Major luxury retailer files for bankruptcy protection after £3.5bn debt | World | News
The Chapter 11 process is a type of reorganisation bankruptcy under US law that allows a business to restructure its debts and operations while continuing to operate, with the goal of emerging financially healthy. It provides legal protection from creditors’ collection efforts through an “automatic stay”.
Saks Global said this was due to its need to restructure under the weight of significant debt taken on following its acquisition of rival Neiman Marcus in 2024.
The filing comes after weeks of leadership upheaval at the top of the business. In early January, Marc Metrick stepped down as chief executive, with executive chairman Richard Baker briefly taking over the role.
Less than two weeks later, Baker also exited the CEO position as the company prepared for court protection.
Saks Global said former Neiman Marcus chief executive Geoffroy van Raemdonck will now lead the company through the bankruptcy process.
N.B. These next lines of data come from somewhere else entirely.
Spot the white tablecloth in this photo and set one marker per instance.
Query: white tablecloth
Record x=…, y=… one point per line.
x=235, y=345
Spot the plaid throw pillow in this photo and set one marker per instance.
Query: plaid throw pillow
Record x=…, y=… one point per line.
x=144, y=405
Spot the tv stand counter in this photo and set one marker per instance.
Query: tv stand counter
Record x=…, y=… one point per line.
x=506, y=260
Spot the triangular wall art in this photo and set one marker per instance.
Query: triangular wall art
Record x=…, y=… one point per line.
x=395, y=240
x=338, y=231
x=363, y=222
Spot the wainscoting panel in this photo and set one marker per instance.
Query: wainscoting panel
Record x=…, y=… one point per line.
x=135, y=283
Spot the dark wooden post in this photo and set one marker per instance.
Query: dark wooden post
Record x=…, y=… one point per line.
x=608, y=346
He described the move as a turning point for the business, saying the restructuring offers an opportunity to stabilise operations and reposition the group for the future of luxury retail.
Saks Fifth Avenue and Neiman Marcus have collectively incurred $4.7 billion (£3.5 billion) in total debt.
Saks Global was created in 2024 when Hudson’s Bay Company, the owner of Saks Fifth Avenue, bought Neiman Marcus for $2.65 billion (around £2.1 billion).
The deal was intended to create a powerful luxury retail group capable of negotiating better terms with brands and drawing shoppers back into physical stores.
Instead, the enlarged business struggled under its debt burden, with reports emerging last year that it was falling behind on payments to suppliers. Those concerns fuelled speculation about the company’s financial stability months before the bankruptcy filing.
In a statement announcing the Chapter 11 process, Saks Global said it had secured $1 billion (£790 million) in debtor-in-possession financing to keep the business operating during the restructuring.
The company added that its bondholders have also committed a further $500 million (£395 million) in funding once it emerges from bankruptcy, aimed at supporting a wider turnaround of the business.